Monday, Sep. 01, 1941

Week of Climax

The world and its war shuddered last week in the pangs of a climacteric. Everywhere there was a sense of impending change, an uneasiness.

The nations trembled before a climax in Russia (see col. 3). They witnessed a terror in France (see p. 24). They got a new campaign in Iran (see below). As had been the case at every period of imminence, misleading rumors lit up the hot countries, like sheet lightning which has no real bolt: Was the Dnieper Dam blown up? Were the Germans making armored sleighs for winter warfare in Russia? Or was the report merely a trick to lull the London-Washington Axis? Did the Americans intend to concentrate bombers against Japan at Vladivostok? Leaders spoke: Franklin Roosevelt talked a good war (see p. 12), and Winston Churchill declared the U.S. in (see p. 21).

All this suggested a turning point. The change which might be, which so much of the world wanted, was this: that the war, every step of which had up till now been chosen by Adolf Hitler, might no longer be his war; that it might now become the property of those who had been pushed around for so long.

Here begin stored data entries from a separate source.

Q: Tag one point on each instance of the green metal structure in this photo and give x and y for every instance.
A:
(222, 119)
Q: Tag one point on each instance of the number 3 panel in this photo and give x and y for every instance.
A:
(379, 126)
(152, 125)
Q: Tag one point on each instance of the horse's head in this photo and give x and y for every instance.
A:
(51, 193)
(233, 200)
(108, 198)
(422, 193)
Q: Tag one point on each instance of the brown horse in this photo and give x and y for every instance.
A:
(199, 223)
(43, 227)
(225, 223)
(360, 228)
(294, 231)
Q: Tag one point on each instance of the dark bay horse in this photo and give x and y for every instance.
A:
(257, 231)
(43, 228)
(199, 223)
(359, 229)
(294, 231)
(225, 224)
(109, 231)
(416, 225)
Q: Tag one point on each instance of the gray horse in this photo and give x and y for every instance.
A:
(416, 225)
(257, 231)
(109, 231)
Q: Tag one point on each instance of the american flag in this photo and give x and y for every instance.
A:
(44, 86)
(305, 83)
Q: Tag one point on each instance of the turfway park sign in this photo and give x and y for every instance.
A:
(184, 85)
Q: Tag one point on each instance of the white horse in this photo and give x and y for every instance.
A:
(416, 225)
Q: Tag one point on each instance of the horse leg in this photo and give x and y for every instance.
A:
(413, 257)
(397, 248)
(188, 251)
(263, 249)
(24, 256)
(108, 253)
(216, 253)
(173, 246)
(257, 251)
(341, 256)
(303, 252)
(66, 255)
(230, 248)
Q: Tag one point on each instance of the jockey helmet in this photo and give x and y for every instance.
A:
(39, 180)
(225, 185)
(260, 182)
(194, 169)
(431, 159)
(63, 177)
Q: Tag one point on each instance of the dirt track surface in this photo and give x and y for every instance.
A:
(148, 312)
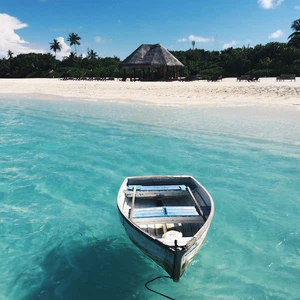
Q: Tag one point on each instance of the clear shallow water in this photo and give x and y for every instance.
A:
(61, 167)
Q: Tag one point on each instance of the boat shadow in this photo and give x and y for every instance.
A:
(101, 269)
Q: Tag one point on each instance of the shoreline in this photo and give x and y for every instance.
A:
(227, 93)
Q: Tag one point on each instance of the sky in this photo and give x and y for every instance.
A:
(117, 28)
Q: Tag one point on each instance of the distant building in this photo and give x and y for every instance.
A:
(153, 62)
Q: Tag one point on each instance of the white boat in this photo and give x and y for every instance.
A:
(167, 217)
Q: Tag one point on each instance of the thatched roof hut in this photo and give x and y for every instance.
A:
(152, 57)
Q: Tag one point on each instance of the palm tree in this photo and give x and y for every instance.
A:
(193, 44)
(92, 54)
(10, 54)
(294, 38)
(55, 46)
(74, 40)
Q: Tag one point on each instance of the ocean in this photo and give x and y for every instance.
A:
(62, 163)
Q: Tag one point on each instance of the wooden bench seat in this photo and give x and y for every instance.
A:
(169, 214)
(151, 191)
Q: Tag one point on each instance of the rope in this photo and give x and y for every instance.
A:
(146, 285)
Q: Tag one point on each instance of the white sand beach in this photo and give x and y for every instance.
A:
(226, 93)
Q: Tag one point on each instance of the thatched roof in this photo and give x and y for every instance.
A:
(148, 55)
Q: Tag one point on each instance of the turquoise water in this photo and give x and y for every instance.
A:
(62, 164)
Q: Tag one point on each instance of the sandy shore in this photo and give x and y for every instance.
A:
(226, 93)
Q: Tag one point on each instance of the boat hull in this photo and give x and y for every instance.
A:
(174, 260)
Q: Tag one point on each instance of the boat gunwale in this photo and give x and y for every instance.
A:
(194, 238)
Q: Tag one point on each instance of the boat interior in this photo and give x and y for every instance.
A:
(167, 212)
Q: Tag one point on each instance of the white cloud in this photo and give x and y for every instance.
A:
(229, 45)
(100, 40)
(277, 34)
(195, 38)
(269, 4)
(9, 40)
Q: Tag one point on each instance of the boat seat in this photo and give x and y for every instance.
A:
(168, 214)
(157, 190)
(180, 242)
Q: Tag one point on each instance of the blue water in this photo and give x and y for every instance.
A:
(62, 163)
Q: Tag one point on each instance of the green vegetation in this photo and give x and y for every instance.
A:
(267, 60)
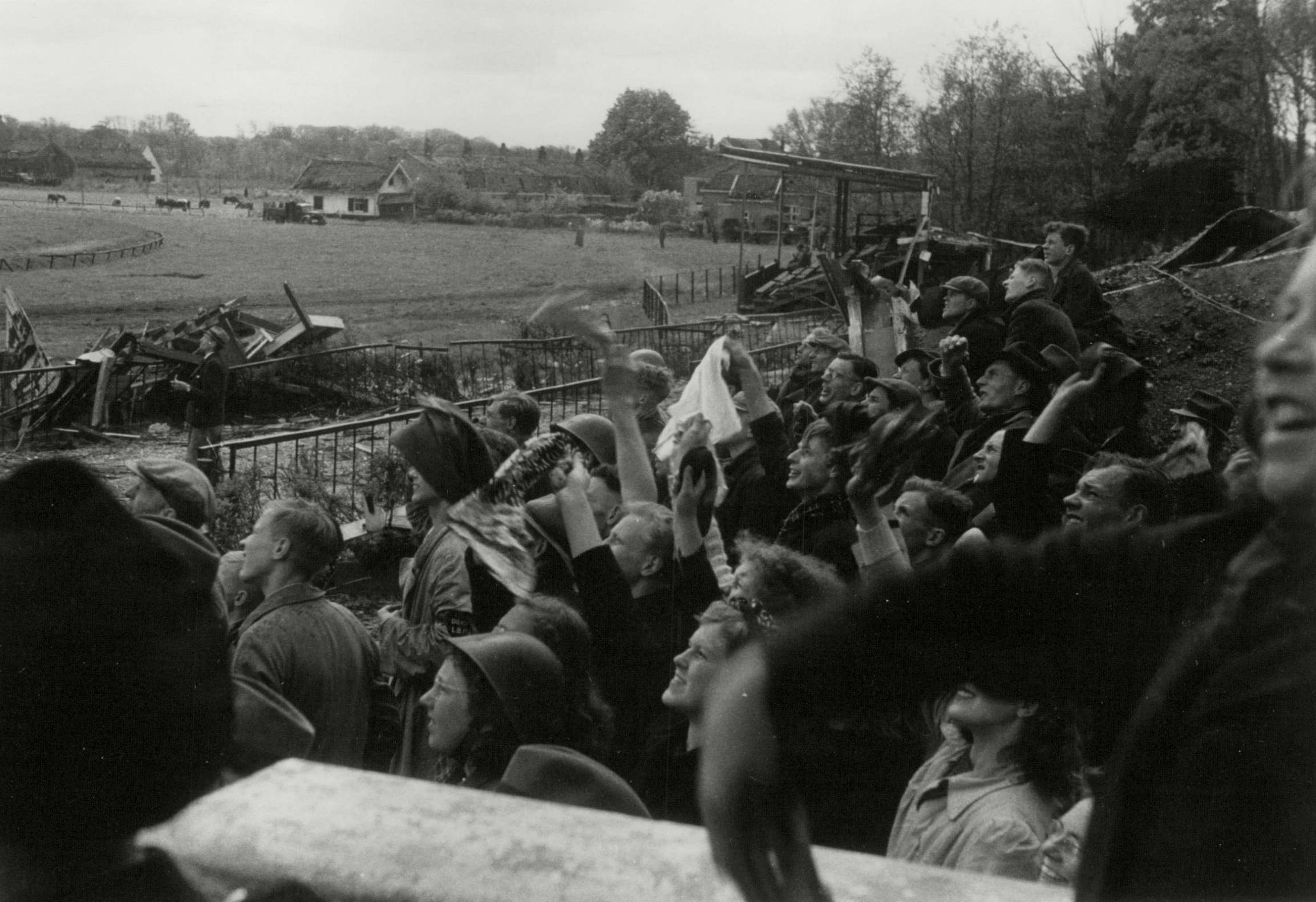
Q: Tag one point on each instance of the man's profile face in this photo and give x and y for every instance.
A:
(915, 521)
(628, 546)
(1096, 501)
(1055, 250)
(957, 306)
(997, 388)
(839, 381)
(1018, 285)
(811, 467)
(819, 357)
(496, 420)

Hitler was full of haste last week. He wanted to crush the Russians at once. If he did not, if the war dragged into the winter, he might no longer be the chooser of campaigns. He was an old hand at breaking promises, but there was one promise--made, not to statesmen of the so-called plutocracies, but to his own people--that he did not want to break, for his power could break with it. He made it on the last day of 1940: "The year 1941 will bring consummation of the greatest victory in our history."